The MBTA held a virtual open house regarding the Better Bus Project on August 26, where bus riders had a chance to hear nine mini-presentations on different aspects of bus improvements, before splitting up into breakout rooms to chat with MBTA employees.
“The MBTA wants to make the bus better for its riders,” said MBTA General Manager Steve Poftak. “It’s important for us to talk about our good intent here.”
He also said that the bus is the mode of transportation that has “come back the most” after the height of the pandemic, and is now between 55 and 65 percent ridership.
The mini-presentations focused on everything from the bus network redesign to fare transformation to amenities at bus stops. Different members of the MBTA team were on hand to present on each of the topics.
Caroline Vanasse talked about the bus network redesign, saying that the MBTA is “focused on the service overall and it’s really just serving streets and connecting them in ways that are better for our riders.”
She said that a survey was recently conducted, and further conversation will be had this coming fall. The goal is to “create a more equitable network that better serves transit-critical populations,” she added.
Melissa Dullea spoke about service changes planned for the fall, as reductions in service were made during the pandemic to accommodate for lower ridership. She said that during the pandemic, the “MBTA also reallocated service to different parts of the system to maintain quality service for transit-critical populations,” and now service is being brought back to 93 percent of what it was before the pandemic. For more information on changes to specific routes, visit mbta.com/servicechanges.
On the topic of fare transformation, Heather Hume, Director of Transition for MBTA Fare Transformation said that future plans include being able to board and pay at the rear door “at the busiest stops on select bus routes.” Additionally, Charlie Cards will become available to obtain and reload at an increased number of retailers. Further information can be found at mbta.com/faretransformation.
Accessibility will also be improved on buses, according to Laura Brelsford, who talked about a pilot already in place on 10 buses throughout the system for automated securement of wheelchairs and other mobility devices. This will be quicker than the current system of the driver having to stop the bus to manually secure mobility devices.
Karti Subramanian spoke about some amenities at bus stops, including solar powered e-ink screens that will be added to more stops this year to provide up-to-date information on buses right at stops themselves.
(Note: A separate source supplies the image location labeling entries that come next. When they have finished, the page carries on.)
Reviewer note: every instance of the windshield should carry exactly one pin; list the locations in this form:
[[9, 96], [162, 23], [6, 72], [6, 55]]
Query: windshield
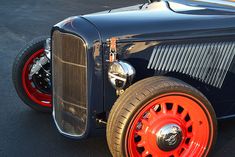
[[225, 5]]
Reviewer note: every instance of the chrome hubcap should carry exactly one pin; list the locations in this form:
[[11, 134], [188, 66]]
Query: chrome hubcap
[[169, 137]]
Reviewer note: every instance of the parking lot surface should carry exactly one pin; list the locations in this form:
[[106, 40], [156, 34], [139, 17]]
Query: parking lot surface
[[24, 132]]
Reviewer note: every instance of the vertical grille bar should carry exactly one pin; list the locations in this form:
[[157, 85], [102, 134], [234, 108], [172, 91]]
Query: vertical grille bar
[[69, 73], [207, 62]]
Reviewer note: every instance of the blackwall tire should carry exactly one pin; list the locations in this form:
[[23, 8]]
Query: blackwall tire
[[20, 66], [161, 117]]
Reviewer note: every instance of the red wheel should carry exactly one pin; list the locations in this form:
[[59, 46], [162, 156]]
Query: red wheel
[[39, 97], [169, 126], [161, 118], [34, 89]]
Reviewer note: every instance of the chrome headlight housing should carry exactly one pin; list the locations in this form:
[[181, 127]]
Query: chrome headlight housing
[[121, 74]]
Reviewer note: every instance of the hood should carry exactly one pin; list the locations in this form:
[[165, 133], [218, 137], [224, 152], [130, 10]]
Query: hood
[[159, 21]]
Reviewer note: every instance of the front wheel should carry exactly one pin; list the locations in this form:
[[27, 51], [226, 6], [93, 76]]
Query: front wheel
[[161, 117], [31, 76]]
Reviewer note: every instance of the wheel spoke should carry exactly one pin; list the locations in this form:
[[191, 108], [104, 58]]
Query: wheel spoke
[[145, 153], [153, 114], [164, 109], [174, 109], [141, 144]]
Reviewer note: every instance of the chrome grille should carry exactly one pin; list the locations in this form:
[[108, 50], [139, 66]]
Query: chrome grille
[[69, 75]]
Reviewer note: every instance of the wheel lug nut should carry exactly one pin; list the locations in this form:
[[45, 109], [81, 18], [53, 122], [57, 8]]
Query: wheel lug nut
[[139, 126]]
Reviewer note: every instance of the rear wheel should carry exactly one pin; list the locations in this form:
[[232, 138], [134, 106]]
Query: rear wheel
[[161, 117], [34, 90]]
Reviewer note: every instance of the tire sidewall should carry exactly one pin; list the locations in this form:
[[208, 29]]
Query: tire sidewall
[[17, 71], [206, 106]]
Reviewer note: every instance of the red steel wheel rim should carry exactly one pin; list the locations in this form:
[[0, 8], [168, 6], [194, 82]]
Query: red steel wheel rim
[[177, 109], [34, 94]]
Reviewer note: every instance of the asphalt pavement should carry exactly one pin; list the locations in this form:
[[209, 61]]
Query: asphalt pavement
[[24, 132]]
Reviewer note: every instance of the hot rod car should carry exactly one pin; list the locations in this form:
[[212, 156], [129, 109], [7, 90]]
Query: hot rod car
[[159, 75]]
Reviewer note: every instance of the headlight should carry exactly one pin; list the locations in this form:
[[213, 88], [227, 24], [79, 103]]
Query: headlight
[[121, 74]]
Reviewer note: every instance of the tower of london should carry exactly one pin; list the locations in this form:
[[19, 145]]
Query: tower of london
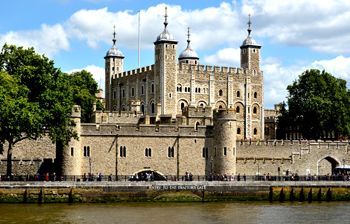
[[176, 116]]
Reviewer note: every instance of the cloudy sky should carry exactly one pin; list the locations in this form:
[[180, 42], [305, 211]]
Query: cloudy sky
[[295, 35]]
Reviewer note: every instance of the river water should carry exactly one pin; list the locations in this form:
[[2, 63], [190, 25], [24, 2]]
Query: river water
[[212, 212]]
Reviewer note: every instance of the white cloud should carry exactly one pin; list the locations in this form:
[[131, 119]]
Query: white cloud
[[277, 77], [98, 74], [49, 40], [225, 57]]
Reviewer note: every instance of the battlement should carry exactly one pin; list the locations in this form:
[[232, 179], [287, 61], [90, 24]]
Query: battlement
[[210, 68], [312, 144], [99, 117], [230, 113], [138, 71]]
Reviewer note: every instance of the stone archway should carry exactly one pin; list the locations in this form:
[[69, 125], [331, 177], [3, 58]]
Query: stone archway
[[156, 174], [326, 165]]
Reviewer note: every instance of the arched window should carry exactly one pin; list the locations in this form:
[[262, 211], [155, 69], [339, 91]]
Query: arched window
[[197, 124], [153, 109], [171, 152], [182, 105]]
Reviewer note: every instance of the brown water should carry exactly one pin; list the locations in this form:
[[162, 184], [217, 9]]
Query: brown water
[[227, 212]]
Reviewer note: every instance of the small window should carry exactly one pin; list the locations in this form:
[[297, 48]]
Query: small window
[[153, 108], [148, 152], [171, 152]]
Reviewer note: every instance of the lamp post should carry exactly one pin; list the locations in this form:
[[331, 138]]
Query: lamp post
[[90, 167], [38, 167], [211, 163]]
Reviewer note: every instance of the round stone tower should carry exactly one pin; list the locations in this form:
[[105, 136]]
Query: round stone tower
[[71, 154], [224, 141]]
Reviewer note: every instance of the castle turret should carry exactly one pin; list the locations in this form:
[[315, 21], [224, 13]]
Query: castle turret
[[166, 66], [224, 141], [71, 155], [250, 53], [189, 56], [114, 65]]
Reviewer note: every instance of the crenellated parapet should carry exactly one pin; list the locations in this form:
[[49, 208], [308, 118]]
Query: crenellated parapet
[[217, 69], [138, 71]]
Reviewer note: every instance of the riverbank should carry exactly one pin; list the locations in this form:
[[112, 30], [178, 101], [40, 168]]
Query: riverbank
[[166, 191]]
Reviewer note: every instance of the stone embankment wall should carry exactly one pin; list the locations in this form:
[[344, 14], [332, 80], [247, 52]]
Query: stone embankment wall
[[53, 192]]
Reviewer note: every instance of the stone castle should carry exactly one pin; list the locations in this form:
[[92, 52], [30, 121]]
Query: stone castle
[[178, 116]]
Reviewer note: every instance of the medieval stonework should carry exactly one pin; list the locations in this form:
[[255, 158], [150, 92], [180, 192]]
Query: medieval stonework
[[178, 116]]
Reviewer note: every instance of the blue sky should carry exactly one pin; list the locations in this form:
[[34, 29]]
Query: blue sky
[[295, 35]]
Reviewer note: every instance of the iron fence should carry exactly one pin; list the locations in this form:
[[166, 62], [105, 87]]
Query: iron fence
[[133, 178]]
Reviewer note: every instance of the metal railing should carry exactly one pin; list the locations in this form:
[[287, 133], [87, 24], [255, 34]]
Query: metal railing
[[132, 178]]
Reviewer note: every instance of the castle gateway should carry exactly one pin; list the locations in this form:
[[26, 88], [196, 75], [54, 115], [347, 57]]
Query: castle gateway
[[178, 116]]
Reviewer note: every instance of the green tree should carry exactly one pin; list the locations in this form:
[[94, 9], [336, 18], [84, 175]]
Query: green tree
[[317, 106], [43, 100], [84, 89]]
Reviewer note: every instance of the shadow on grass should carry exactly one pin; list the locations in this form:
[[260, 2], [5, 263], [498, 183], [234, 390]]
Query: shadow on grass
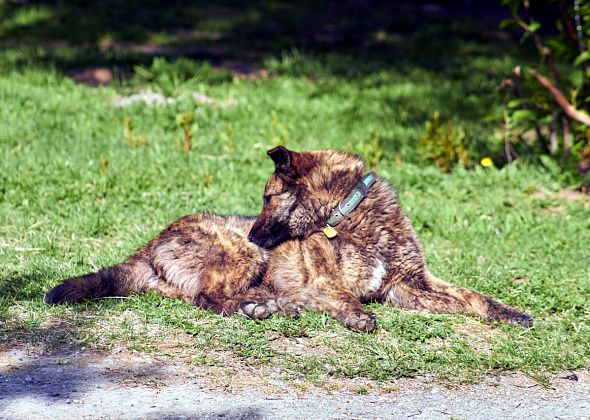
[[241, 35]]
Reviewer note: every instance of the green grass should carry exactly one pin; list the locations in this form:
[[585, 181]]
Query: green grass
[[490, 230]]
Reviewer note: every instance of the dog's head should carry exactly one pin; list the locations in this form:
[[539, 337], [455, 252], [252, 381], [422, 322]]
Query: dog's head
[[300, 194]]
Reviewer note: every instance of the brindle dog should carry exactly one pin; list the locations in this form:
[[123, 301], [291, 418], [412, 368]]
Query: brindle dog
[[285, 260]]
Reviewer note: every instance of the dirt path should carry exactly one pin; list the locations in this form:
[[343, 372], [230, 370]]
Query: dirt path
[[91, 385]]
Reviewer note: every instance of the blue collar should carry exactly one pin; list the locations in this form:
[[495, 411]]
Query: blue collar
[[349, 204]]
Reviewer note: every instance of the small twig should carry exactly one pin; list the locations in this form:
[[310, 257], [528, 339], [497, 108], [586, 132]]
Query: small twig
[[507, 146], [567, 143], [568, 108], [553, 142]]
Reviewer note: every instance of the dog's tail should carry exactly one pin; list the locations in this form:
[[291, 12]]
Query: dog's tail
[[119, 280]]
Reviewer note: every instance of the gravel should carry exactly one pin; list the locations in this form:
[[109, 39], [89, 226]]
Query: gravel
[[87, 385]]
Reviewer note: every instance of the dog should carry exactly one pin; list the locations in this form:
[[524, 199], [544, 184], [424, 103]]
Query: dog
[[330, 237]]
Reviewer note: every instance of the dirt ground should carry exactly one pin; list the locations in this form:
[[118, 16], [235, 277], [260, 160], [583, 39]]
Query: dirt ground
[[119, 384]]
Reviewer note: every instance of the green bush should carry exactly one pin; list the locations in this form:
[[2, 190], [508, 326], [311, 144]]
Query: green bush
[[543, 106]]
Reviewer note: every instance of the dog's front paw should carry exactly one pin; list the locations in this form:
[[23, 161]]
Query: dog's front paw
[[254, 310], [361, 322], [520, 318]]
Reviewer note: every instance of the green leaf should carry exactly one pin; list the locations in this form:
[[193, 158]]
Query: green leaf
[[534, 26], [515, 103], [522, 115], [505, 23], [585, 56]]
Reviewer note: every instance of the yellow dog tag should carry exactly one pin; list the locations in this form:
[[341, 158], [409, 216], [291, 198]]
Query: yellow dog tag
[[329, 231]]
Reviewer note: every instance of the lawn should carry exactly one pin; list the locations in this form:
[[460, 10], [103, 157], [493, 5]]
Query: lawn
[[75, 196]]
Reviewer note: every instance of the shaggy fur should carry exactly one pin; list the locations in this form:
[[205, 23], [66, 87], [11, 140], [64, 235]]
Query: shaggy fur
[[282, 262]]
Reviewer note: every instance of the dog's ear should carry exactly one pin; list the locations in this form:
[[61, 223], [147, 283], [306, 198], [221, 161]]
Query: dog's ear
[[284, 162]]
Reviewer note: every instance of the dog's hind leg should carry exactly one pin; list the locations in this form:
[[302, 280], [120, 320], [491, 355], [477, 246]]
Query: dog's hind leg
[[431, 294]]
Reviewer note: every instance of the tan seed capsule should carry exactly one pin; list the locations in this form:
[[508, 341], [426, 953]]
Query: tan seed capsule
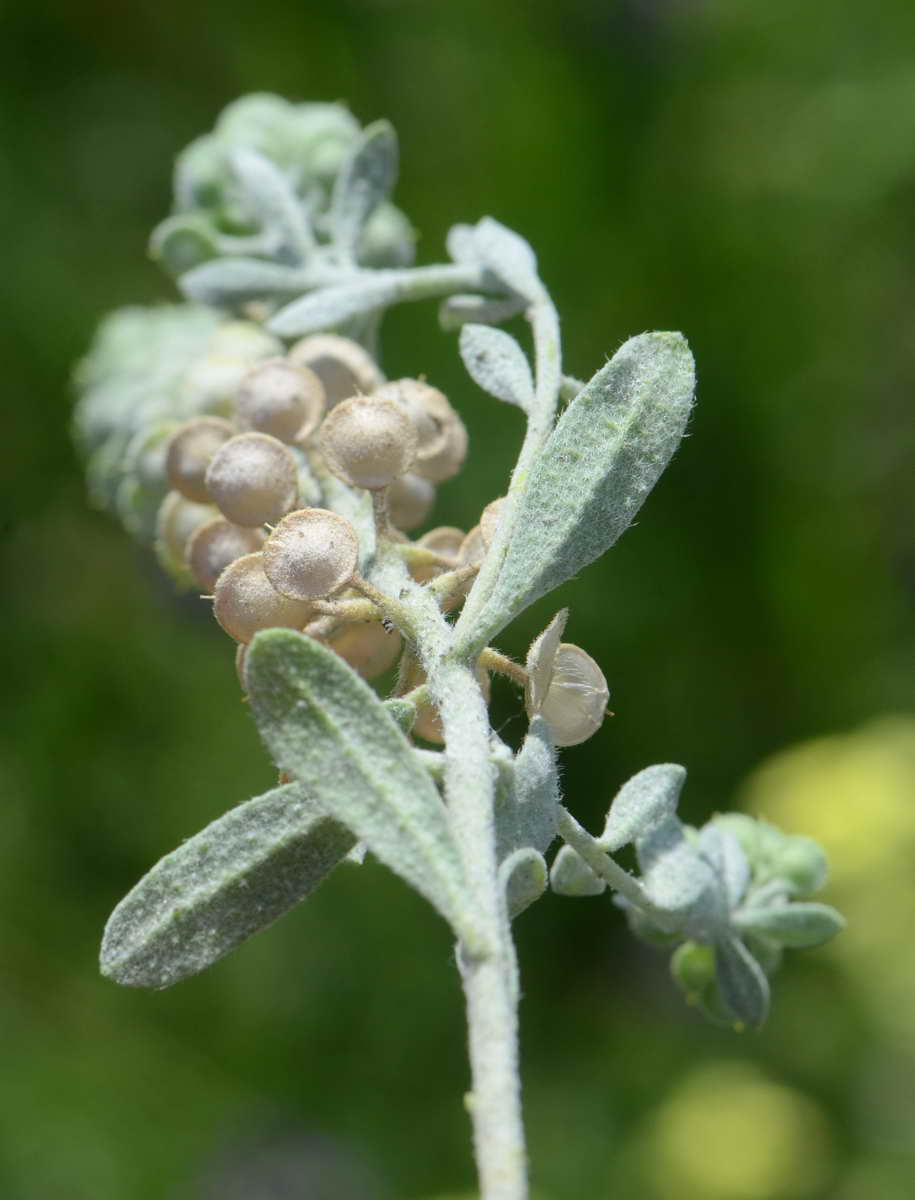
[[311, 553], [282, 400], [253, 479], [575, 702], [449, 460], [428, 409], [215, 545], [410, 501], [245, 601], [490, 519], [368, 442], [190, 451], [473, 549], [368, 647], [177, 521], [344, 367]]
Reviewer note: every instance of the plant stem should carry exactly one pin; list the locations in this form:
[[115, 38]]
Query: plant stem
[[470, 637], [490, 979]]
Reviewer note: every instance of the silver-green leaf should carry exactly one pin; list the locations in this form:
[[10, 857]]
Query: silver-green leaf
[[231, 880], [497, 364], [742, 984], [274, 203], [644, 802], [327, 727], [793, 924], [570, 875], [227, 282], [365, 180], [606, 453]]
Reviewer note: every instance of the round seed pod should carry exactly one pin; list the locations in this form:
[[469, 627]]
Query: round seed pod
[[490, 519], [410, 501], [177, 521], [210, 384], [443, 540], [428, 409], [245, 601], [190, 451], [215, 545], [344, 367], [253, 479], [282, 400], [311, 553], [449, 460], [575, 701], [368, 647], [368, 442]]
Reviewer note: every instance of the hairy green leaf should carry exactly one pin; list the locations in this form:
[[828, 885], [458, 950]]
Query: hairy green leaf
[[570, 875], [497, 364], [227, 282], [644, 802], [742, 984], [793, 924], [524, 877], [273, 202], [231, 880], [365, 180], [598, 466], [327, 727]]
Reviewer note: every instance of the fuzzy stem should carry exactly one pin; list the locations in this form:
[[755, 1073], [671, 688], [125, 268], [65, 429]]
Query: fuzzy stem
[[490, 981], [468, 639]]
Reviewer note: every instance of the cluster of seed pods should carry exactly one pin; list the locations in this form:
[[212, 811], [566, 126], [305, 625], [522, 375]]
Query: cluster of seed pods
[[235, 517]]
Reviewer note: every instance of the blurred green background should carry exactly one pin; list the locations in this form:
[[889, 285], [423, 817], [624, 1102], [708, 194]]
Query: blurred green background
[[745, 173]]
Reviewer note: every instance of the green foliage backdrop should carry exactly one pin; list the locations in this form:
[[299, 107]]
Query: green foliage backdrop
[[745, 173]]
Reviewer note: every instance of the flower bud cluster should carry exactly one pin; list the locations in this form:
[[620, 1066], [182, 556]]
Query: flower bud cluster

He said that there are 18 signs in six municipalities that are providing “real-time” information about bus arrival. Approximately 20 more stops will receive these screens this year, and “high-priority service alerts & other stop-specific information” will also be added.
Subramanian also spoke about “new ‘gold standard’ bus shelters,” such as the ones being installed on Columbus Ave. in Roxbury that feature seating, fare vending machines, as well as an overhang for shelter from the weather. Real time information is also provided at these stops, he said.
Shelters like these will also be added to other “bus priority corridors” as well, he said.
The MBTA also has a new “street furniture” program that includes a partnership with ad company Intersection “to deliver ride amenities at bus stops & raise new revenue,” according to a slide presented at the meeting. It also allows for “co-investment opportunity with municipalities for system-wide rollout.”
The first two are planned for this coming winter, and additional kiosks will come in the future.